A leaked copy of the Apple Genius Training manual found its way into the hands of Sam Biddle, writter for Gizmodo.com, the gadget and tech website. I’ve read through the article while I haven’t revised my thoughts on the Apple Empire, I think it’s pretty interesting to get a glimpse into such a private company.
It would seem that Apple has a two week course that indoctrinates new employees in the lessons about navigating any customer situation. Normally I’m not super excited about Apple. While I do find there products fairly intuitive and even sexy, on occasion, I generally feel that in too many cases, owning an Apple product is seen as a status symbol, and I never had a lot of shiny new toys as a kid. I’m not impressed by what you own, and if that’s what you choose to define you as a person, you need to take stock and reconsider.

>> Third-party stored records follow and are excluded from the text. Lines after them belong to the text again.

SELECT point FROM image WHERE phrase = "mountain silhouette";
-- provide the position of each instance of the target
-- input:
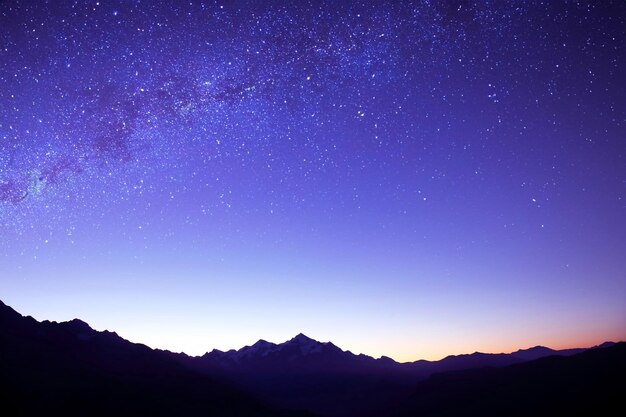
(303, 373)
(69, 369)
(578, 385)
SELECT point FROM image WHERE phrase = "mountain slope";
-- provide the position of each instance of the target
(578, 385)
(72, 370)
(306, 374)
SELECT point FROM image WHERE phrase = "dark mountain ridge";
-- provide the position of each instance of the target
(71, 369)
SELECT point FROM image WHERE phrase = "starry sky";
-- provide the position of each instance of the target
(413, 179)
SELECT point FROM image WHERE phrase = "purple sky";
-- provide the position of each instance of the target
(413, 180)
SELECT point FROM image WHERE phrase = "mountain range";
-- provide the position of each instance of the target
(70, 369)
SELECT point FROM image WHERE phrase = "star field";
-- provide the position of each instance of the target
(417, 168)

‘Empathy’ seems to come up a lot in the manual, which makes sense. In my previous incarnation as a retail manager, we wanted our employees to focus on the customer. Address their concerns with understanding, use language that didn’t alienate, make sure they feel comfortable with the purchase. It was all very customer focused, but, like it’s mentioned in the article, store are businesses. Business are meant to make money, especially publicly traded ones. Apple, or anyone else, has nothing to apologize for trying to make money. It’s how you make money. They seems to want to give the customer an overwhelmingly positive experience by setting their Geniuses up with a solid foundation, and I say ‘kudos’! (Not the delicious, chocolate covered granola bar ‘Kudos’)
Biddle seems surprised at the cult-like nature of the program, but with a little basic word association exercise with ‘Apple’, the word ‘cult’ would come up every now and then, I’m sure. Granted, the language used from the role-play examples seems a bit bizarre and cyborg-ish, I think the spirit to make it a comfortable experience for the customer is there. When you join a new company, especially on the front line, you’re expected to drink the Kool-Aid. You have to give up at least a part of yourself to something larger. How you look, speak and act are all part of that.

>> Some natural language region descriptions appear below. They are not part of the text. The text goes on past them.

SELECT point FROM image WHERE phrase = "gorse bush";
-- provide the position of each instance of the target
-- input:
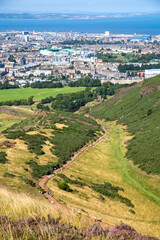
(107, 189)
(139, 109)
(3, 158)
(64, 186)
(34, 142)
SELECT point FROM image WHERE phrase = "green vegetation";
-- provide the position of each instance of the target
(73, 101)
(77, 130)
(105, 189)
(139, 109)
(6, 85)
(131, 67)
(34, 142)
(128, 57)
(64, 186)
(18, 102)
(106, 162)
(85, 82)
(3, 158)
(25, 93)
(46, 84)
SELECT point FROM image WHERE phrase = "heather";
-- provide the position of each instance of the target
(52, 228)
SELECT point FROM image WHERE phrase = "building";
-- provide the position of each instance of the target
(26, 38)
(107, 34)
(151, 73)
(22, 61)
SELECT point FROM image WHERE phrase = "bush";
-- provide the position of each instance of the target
(3, 158)
(64, 186)
(149, 112)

A former Genius confides in Biddle that some of the role-play conversations are never realized in a real environment. As a manager, I often found employees hard a hard time translating their learning to real life and would often revert back to whatever they had done before. This lies on the content developers to create a realistic training journey for the learners to take. If people don’t speak like robots, don’t write dialog like a robot. This then falls to the front line managers to ensure that people are using their new found skills. Are those manager equipped for that job? Also an important question.
All in all, I don’t think this is an evil plan by Apple to brainwash their people. I think it’s a very thorough training program that may be lacking a bit of a human touch. That seems to line up pretty well with the company that Jobs had created.